For the parents who are considering sending their children to the best academic school in town that focuses on science and mathematics, there's something you need to know about what an academic school doesn't have.
The reason why I advice many parents to reconsider where to send off their kids is because my parents also sent me to the best school in town since I was in elementary, and now as I grow up and I'm in college, I wish I had the option of choosing my schools.
There are some things academic schools taught me and there are some things I wish I knew. I believe that if I went to another school, I could have been a different person from what I am today. I could have been the person I wanted to be and not what my parents or the school wanted me to be.

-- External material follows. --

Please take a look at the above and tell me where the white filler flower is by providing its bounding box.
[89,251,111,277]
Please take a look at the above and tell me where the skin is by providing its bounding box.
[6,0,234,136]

Yes, I agree that academic schools gives children the ability to solve problems, be innovative, learn how to be leaders and successful, manage their time, corporate in team work and help them get into the best colleges, but we all know that academic school that focuses on science and mathematics also causes so much stress on the children.
Let's face the reality, kids spend about five to 10 hours each day just to finish their basic homework such as writing a lab, solving math problems and finishing online problems, and on the weekends, they sit at home to write their essays and study for their tests on Monday. Obviously, these kids live in a closed routine circle that doesn't expand much.
These kids grow up without having a talent because homework and projects take all of their time from exploring other options and be creative. You might argue that academic school let students be innovative by designing a robot. Well, is that really fun? And does it let those kids be loose and be creative? Think about the papers and experiments they have to write just for designing this innovative design that they were forced to do because it was a grade. Is this what we call creativity?
There are many students who don't play sports, don't do marching band or choir, and don't want to spend their time and career researching. Where do these kids fall into in this academic schools that their parents chose for them?
Academic schools focus so much on grades and academic progress than on the intellectualism and growth of a child. Just because a child doesn't do well in school, it doesn't mean he/she is unsuccessful. Maybe he or she is good at news reporting, skating, singing and interviewing people. But because these kids don't do well in academic schools, it makes it seem they are a failure which effects on the child growth.
If kids like studying then that's great, but parents can't force a kid into going to an academic school that rely heavily on research and science. Parents can't force knowledge into kids. If kids want to go to the science field trust they will.
Overall, schools shape kids, but it's important to let kids choose the school they feel they fit in. It is important to let kids grow into something they enjoy doing rather being forced to do something they are not interested in because they will start hating schools in general.